第1原料ガス(トリクロロシラン)流量 8.5 SLM
パージガス(水素)流量 15.0 SLM
成長時間 600.0秒
成長温度 1100.0℃
回転速度 20.0 RPM
【実施例2】
【0075】
実施例1とは、第1原料ガス量を13.5 SLMに変更した点以外は同一条件でエピタキシャル成長を行った。
【実施例3】
【0076】
実施例1とは、第1原料ガス量を17.0 SLMに変更した点以外は同一条件でエピタキシャル成長を行った。
(比較例1)
【0077】
従来のエピタキシャル成長装置(基板W表面と天井板21との距離Hは20mm、溝部75はなく、サセプタリングは1つの部材からなる)により、回転速度を35.0 RPMとした点以外は、実施例1と同一の成長条件に基づいてエピタキシャル成長を行った。
(比較例2)
【0078】
従来のエピタキシャル成長装置(基板W表面と天井板21との距離Hは20mm、溝部75はなく、サセプタリングは1つの部材からなる)により、回転速度を35.0 RPMとした点以外は、実施例2と同一の成長条件に基づいてエピタキシャル成長を行った。
(比較例3)
【0079】
従来のエピタキシャル成長装置(基板W表面と天井板21との距離Hは20mm、溝部75はなく、サセプタリングは1つの部材からなる)により、回転速度を35.0 RPMとした点以外は、実施例3と同一の成長条件に基づいてエピタキシャル成長を行った。
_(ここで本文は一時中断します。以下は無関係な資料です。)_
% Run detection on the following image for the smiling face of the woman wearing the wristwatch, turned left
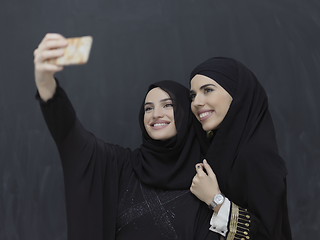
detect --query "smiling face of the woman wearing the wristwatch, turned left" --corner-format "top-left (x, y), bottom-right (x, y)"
top-left (190, 75), bottom-right (232, 131)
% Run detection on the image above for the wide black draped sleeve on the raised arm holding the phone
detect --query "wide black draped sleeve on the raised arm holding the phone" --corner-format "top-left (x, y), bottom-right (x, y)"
top-left (37, 81), bottom-right (132, 240)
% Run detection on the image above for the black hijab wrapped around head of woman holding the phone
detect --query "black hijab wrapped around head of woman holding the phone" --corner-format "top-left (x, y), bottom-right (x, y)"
top-left (133, 80), bottom-right (205, 189)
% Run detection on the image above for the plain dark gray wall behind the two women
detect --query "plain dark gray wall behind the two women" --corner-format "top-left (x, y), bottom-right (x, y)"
top-left (0, 0), bottom-right (320, 240)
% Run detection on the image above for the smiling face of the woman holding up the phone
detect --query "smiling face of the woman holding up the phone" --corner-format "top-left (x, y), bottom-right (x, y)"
top-left (143, 87), bottom-right (177, 140)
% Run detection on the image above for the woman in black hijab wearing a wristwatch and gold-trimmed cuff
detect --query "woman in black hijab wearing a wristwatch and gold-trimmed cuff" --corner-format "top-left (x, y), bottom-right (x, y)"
top-left (190, 57), bottom-right (292, 240)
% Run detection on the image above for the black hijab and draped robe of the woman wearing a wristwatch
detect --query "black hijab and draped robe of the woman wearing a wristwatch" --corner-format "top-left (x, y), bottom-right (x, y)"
top-left (190, 57), bottom-right (289, 239)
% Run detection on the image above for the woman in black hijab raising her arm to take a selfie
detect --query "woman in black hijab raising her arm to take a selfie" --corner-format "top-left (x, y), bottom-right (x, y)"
top-left (34, 34), bottom-right (220, 240)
各実施例及び比較例による膜の成長速度を検出した。検出された成長速度と第1原料ガスとの関係を
図19に示す。
【0080】
図19に示すように、本発明の実施形態となるエピタキシャル成長装置1Aによれば、成長速度が50%以上向上され、第1原料ガス量が多くなれば多くなるほど成長速度の改善率は向上した。従って、本実施形態のエピタキシャル成長装置を用いることで、成長速度が向上した。